I have a dataset of video_id, user_id and score tensors. I want to filter this to only positive examples with score above a threshold and then remove the score tensor.
def decode_retrieval_positive(record_bytes):
return tf.io.parse_single_example(
# Data
record_bytes,
# Schema
{"video_id": tf.io.FixedLenFeature([], dtype=tf.int64),
"user_id": tf.io.FixedLenFeature([], dtype=tf.int64),
"score": tf.io.FixedLenFeature([], dtype=tf.float32)}
)
ratings_positive = ratings.map(
decode_retrieval_positive
).filter(
lambda x: x["score"] > 0.2
).map(
lambda x: {"video_id": x["video_id"], "user_id": x["user_id"]}
)
<MapDataset element_spec={'video_id': TensorSpec(shape=(), dtype=tf.int64, name=None), 'user_id': TensorSpec(shape=(), dtype=tf.int64, name=None)}>
This gives me this error:
2022-02-07 08:18:52.825318: W tensorflow/core/framework/op_kernel.cc:1745] OP_REQUIRES failed at example_parsing_ops.cc:94 : INVALID_ARGUMENT: Feature: score (data type: float) is required but could not be found.

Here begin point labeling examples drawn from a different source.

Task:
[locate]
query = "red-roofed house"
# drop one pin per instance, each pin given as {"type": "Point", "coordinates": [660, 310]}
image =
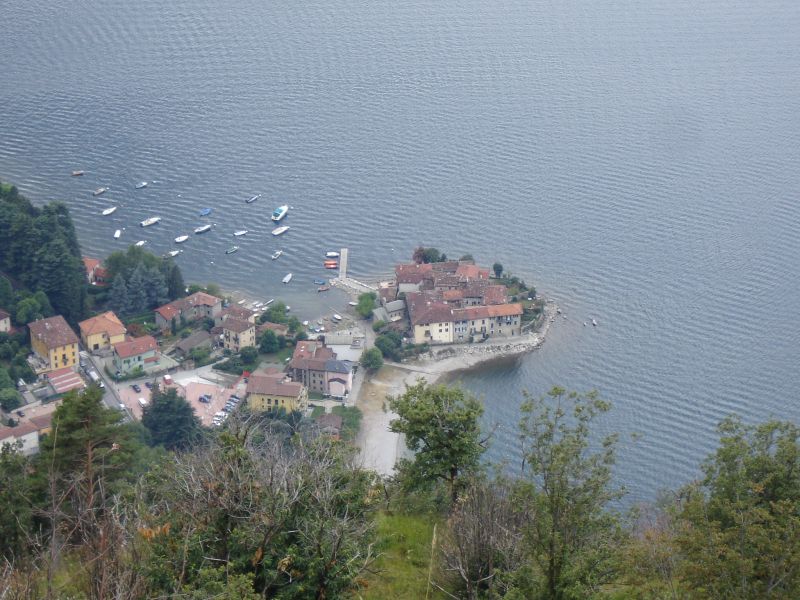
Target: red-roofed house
{"type": "Point", "coordinates": [137, 353]}
{"type": "Point", "coordinates": [192, 308]}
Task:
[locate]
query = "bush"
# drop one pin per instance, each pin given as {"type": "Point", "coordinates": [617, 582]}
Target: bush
{"type": "Point", "coordinates": [372, 359]}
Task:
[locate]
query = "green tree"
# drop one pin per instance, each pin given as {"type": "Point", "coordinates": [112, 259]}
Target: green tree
{"type": "Point", "coordinates": [16, 513]}
{"type": "Point", "coordinates": [739, 529]}
{"type": "Point", "coordinates": [366, 304]}
{"type": "Point", "coordinates": [9, 399]}
{"type": "Point", "coordinates": [442, 428]}
{"type": "Point", "coordinates": [371, 359]}
{"type": "Point", "coordinates": [6, 294]}
{"type": "Point", "coordinates": [119, 301]}
{"type": "Point", "coordinates": [27, 311]}
{"type": "Point", "coordinates": [269, 342]}
{"type": "Point", "coordinates": [137, 291]}
{"type": "Point", "coordinates": [567, 489]}
{"type": "Point", "coordinates": [249, 355]}
{"type": "Point", "coordinates": [170, 420]}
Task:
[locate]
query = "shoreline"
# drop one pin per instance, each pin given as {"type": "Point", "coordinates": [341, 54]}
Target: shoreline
{"type": "Point", "coordinates": [381, 448]}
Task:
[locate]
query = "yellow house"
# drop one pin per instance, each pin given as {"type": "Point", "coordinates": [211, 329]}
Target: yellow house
{"type": "Point", "coordinates": [238, 334]}
{"type": "Point", "coordinates": [274, 391]}
{"type": "Point", "coordinates": [102, 331]}
{"type": "Point", "coordinates": [54, 343]}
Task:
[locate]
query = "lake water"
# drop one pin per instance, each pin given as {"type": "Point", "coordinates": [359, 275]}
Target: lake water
{"type": "Point", "coordinates": [638, 161]}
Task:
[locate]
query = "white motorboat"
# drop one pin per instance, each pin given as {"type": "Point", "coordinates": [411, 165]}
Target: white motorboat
{"type": "Point", "coordinates": [280, 212]}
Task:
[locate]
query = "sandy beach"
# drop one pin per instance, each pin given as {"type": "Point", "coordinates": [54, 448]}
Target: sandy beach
{"type": "Point", "coordinates": [381, 448]}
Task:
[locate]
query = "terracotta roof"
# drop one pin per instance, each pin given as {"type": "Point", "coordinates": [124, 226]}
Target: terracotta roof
{"type": "Point", "coordinates": [136, 346]}
{"type": "Point", "coordinates": [90, 264]}
{"type": "Point", "coordinates": [201, 299]}
{"type": "Point", "coordinates": [237, 325]}
{"type": "Point", "coordinates": [273, 386]}
{"type": "Point", "coordinates": [104, 323]}
{"type": "Point", "coordinates": [53, 332]}
{"type": "Point", "coordinates": [487, 312]}
{"type": "Point", "coordinates": [64, 380]}
{"type": "Point", "coordinates": [173, 309]}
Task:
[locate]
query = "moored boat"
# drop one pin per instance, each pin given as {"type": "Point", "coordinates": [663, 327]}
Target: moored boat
{"type": "Point", "coordinates": [280, 212]}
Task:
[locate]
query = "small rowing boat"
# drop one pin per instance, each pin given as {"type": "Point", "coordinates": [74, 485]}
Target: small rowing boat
{"type": "Point", "coordinates": [150, 221]}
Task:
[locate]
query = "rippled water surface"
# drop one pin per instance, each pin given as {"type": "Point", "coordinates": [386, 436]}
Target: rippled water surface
{"type": "Point", "coordinates": [638, 161]}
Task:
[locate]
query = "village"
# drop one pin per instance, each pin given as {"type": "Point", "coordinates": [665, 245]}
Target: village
{"type": "Point", "coordinates": [211, 350]}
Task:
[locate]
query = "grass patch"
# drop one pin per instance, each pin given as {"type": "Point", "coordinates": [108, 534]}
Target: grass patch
{"type": "Point", "coordinates": [351, 420]}
{"type": "Point", "coordinates": [401, 571]}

One solution would be to simply make a new positive_ratings.tfrecord but that would take up more space and I'm annoyed I can't do this.
You just need to make sure x['score']
has float values. Here is a working example:
import tensorflow as tf
tf.random.set_seed(111)
# Create dummy data
dataset = tf.data.Dataset.range(10)
dataset = dataset.map(lambda x: {'video_id': x, 'user_id': 2555 + x, 'score': tf.cast(x, dtype=tf.float32)*tf.random.normal(())})
dataset = dataset.filter(lambda x: x["score"] > 0.2)
dataset = dataset.map(lambda x: {"video_id": x["video_id"], "user_id": x["user_id"]})
for d in dataset:
print(d)
{'video_id': <tf.Tensor: shape=(), dtype=int64, numpy=5>, 'user_id': <tf.Tensor: shape=(), dtype=int64, numpy=2560>}